The area under the thief hatch where Chris Watts dumped his daughters’ bodies into two separate oil tanks measures just 8 inches [20 centimeters] in diameter. Is that wide enough to push through a 3-year-old child and a 4-and-a-half-year-old child?
According to the WHO’s average measurements for girls 3-5, the average width of a girl’s head is around 16-7 centimeters. There’s about 3.5 centimeters to spare, or just over 1 centimeter on either side of the skull. [The calculation from circumference to diameter can be performed using this tool].
In July 2011, the BBC reported on an adult man whose body [but not his head] was dragged through a 5-inch [12.7 centimeter] hole. He survived, but these are the circumstances surrounding what happened to him:
Two companies have been fined a total of £75,000 after a man was dragged through a 5in (13cm) gap in machinery. Matthew Lowe, 25, broke his back in two places during the incident at Compass Engineering in Barnsley in December 2008. As well as suffering from a broken back, Mr Lowe ruptured his stomach and bowel, shattered his pelvis and fractured his right arm and several ribs. Only his head was not dragged through the machinery. He survived, and went on to retrain in a different role.

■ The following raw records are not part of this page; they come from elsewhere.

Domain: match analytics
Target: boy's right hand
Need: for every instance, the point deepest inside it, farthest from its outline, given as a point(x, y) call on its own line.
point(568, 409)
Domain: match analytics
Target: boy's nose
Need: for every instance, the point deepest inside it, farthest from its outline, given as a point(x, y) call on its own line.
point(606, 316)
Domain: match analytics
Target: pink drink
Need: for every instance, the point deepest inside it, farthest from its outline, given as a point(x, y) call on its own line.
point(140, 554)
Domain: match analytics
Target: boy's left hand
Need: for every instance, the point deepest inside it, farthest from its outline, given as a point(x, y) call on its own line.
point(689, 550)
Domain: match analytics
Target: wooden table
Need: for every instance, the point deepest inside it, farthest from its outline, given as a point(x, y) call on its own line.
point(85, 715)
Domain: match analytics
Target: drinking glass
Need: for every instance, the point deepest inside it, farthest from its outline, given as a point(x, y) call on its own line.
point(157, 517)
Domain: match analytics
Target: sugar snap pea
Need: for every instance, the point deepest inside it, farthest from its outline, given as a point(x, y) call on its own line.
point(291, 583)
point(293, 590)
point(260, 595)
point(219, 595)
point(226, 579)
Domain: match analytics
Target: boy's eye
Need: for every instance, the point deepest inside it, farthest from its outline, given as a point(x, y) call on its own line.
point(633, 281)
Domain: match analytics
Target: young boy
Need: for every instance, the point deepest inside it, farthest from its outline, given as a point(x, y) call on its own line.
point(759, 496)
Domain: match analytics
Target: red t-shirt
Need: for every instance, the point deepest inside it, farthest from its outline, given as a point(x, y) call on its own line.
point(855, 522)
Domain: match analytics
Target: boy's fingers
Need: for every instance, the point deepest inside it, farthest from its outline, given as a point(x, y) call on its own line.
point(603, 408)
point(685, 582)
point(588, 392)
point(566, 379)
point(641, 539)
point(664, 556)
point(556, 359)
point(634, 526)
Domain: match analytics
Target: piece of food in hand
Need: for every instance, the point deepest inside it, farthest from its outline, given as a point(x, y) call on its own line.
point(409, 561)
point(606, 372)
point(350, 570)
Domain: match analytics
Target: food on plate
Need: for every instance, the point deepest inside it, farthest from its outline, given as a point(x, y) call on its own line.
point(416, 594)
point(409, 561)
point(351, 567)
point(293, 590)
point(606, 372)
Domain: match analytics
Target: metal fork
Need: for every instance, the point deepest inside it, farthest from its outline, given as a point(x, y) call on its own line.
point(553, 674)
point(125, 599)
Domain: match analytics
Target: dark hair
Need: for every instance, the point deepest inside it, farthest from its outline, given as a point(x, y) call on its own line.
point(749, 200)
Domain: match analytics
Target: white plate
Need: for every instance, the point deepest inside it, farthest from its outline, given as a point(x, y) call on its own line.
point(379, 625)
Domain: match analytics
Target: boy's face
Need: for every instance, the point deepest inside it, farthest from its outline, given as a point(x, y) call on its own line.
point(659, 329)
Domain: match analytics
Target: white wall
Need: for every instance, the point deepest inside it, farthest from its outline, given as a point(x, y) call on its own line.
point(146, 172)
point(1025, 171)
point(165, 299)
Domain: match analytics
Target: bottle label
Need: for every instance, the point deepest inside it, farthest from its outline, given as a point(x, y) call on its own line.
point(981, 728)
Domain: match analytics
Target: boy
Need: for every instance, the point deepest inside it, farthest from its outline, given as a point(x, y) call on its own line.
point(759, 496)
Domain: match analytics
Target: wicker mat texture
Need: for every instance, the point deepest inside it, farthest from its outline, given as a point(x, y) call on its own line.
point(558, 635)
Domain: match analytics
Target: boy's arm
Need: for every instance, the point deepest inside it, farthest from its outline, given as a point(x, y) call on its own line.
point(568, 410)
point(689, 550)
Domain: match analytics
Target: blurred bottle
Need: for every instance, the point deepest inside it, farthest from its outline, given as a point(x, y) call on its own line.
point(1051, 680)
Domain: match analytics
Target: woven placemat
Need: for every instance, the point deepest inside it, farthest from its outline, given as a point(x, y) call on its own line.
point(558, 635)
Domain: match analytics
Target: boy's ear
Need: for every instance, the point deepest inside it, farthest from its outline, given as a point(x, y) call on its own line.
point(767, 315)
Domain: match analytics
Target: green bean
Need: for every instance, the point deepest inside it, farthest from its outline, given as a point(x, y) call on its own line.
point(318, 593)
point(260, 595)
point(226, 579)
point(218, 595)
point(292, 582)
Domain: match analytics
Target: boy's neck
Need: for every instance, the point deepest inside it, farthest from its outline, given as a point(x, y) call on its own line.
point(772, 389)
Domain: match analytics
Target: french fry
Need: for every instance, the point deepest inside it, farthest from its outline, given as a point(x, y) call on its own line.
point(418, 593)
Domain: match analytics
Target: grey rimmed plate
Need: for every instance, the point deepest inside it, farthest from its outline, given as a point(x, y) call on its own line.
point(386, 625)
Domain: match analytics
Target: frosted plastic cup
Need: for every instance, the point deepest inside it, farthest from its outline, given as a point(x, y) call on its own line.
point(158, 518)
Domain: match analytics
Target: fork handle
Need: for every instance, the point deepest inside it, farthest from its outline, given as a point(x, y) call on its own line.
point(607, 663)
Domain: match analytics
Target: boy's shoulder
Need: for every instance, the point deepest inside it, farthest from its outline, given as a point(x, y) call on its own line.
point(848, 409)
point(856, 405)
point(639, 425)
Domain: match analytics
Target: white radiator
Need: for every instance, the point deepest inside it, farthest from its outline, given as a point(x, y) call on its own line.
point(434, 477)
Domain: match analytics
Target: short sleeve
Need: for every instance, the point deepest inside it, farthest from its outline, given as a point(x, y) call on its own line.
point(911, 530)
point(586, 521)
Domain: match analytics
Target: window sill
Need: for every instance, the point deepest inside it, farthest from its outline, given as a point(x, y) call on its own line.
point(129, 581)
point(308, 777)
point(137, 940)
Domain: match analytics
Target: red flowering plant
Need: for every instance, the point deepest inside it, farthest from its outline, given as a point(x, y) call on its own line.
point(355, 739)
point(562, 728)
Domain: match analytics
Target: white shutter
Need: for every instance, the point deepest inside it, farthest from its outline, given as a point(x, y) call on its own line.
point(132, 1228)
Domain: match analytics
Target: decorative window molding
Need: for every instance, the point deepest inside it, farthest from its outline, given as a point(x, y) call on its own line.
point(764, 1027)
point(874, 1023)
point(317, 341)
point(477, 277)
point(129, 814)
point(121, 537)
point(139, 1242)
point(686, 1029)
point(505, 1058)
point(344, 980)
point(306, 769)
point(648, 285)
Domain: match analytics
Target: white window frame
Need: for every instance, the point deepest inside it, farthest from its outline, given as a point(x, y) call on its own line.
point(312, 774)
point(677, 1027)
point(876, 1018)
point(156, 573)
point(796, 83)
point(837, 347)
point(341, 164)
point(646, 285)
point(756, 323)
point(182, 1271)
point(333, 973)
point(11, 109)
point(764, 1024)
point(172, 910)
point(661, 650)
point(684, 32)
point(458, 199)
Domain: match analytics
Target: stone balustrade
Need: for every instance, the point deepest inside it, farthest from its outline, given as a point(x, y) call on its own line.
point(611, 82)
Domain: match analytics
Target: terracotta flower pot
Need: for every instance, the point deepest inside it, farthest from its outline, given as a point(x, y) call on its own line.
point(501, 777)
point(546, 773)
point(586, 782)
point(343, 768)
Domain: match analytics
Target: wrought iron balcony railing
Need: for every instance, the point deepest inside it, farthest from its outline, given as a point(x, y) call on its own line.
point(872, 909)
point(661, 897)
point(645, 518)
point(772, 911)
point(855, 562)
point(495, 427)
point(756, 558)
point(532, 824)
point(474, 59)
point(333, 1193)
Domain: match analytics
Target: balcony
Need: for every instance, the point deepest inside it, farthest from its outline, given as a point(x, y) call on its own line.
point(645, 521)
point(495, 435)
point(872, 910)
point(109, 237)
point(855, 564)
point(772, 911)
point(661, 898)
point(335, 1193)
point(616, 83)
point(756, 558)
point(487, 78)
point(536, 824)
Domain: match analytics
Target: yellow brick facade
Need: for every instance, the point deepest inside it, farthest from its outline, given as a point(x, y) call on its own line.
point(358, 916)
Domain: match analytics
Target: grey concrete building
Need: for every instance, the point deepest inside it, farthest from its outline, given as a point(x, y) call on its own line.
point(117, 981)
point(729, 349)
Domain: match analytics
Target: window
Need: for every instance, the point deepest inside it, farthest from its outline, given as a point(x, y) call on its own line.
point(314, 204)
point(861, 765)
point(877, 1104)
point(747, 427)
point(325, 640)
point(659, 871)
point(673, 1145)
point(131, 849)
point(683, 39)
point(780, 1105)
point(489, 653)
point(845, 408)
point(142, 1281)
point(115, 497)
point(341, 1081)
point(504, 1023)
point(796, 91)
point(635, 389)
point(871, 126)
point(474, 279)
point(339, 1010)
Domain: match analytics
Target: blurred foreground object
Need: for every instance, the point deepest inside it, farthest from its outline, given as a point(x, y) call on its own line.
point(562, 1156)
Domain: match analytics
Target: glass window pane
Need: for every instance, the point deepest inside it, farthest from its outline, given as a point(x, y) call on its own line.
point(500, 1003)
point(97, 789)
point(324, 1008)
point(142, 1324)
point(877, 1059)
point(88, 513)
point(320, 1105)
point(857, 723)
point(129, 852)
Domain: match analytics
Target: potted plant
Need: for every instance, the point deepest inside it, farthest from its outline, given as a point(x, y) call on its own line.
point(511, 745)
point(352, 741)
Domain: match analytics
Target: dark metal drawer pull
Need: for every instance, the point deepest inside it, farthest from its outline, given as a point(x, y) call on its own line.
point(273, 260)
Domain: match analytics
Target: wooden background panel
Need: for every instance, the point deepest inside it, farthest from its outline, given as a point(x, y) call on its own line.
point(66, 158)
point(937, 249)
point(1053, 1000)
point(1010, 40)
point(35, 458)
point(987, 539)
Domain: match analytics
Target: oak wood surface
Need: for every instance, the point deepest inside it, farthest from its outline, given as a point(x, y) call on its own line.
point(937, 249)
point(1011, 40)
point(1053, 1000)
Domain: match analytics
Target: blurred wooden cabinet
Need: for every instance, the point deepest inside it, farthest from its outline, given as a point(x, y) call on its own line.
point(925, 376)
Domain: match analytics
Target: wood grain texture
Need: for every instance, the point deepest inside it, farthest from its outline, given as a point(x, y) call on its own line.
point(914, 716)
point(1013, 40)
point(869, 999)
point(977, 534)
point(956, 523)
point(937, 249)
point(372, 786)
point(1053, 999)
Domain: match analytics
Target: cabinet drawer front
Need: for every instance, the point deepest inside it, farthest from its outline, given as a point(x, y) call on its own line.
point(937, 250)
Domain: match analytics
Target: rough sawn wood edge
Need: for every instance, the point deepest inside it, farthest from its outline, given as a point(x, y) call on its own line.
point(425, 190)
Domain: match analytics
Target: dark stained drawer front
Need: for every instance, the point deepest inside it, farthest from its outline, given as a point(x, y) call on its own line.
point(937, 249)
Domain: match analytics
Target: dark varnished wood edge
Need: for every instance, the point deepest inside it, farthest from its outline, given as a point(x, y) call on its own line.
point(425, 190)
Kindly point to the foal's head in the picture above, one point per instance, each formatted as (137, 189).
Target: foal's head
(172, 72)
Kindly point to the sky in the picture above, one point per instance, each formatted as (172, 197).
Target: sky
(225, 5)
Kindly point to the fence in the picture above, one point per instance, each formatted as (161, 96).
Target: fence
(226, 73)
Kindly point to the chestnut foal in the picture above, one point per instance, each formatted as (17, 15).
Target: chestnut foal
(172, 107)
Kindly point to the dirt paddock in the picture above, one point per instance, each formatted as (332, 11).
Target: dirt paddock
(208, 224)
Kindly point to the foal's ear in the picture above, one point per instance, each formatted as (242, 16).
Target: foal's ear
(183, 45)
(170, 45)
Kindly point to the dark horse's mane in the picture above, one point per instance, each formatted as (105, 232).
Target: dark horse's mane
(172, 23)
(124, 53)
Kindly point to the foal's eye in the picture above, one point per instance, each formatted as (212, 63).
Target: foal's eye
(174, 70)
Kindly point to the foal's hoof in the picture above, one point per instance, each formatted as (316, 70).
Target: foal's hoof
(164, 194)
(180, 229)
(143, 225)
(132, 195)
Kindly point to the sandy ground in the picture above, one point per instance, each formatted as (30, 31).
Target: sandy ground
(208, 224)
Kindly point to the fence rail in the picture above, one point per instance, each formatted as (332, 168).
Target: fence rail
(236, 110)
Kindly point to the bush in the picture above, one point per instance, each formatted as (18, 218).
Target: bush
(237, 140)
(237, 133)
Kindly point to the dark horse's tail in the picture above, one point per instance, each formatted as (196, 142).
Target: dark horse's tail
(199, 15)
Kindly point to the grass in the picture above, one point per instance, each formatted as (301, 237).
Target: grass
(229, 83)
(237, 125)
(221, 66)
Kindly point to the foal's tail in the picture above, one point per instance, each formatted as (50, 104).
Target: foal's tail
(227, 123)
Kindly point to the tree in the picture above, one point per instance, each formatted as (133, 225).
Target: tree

Lawyers for Mr Lowe said he was left with psychological injuries and still suffered from the effects of injuries to his arm and hips.
To further complicate matters, it’s possible the area under the vent looked like this:
Is that a ladder [doubtful] or a sensor of some sort? Is it used to visually measure volume? Or does it perform some other function like stabilize the liquid inside, or chemically alter it in some way through exposure to the metal?
The video below illustrates how bodies can, perhaps counter-intuitively, penetrate through small, uniform round holes. It also shows there must be an absolute limit to this, both for living creatures and non-living, before internal damage occurs.
That’s the real question this line of inquiry faces. Did the bodies of the children require tampering, crushing force or involve any kind of post mortem injury when they were dumped into the tanks? The autopsy reports will hopefully provide certainty on these questions.
Primary flaccidity – maybe. Rigor mortis – definitely not.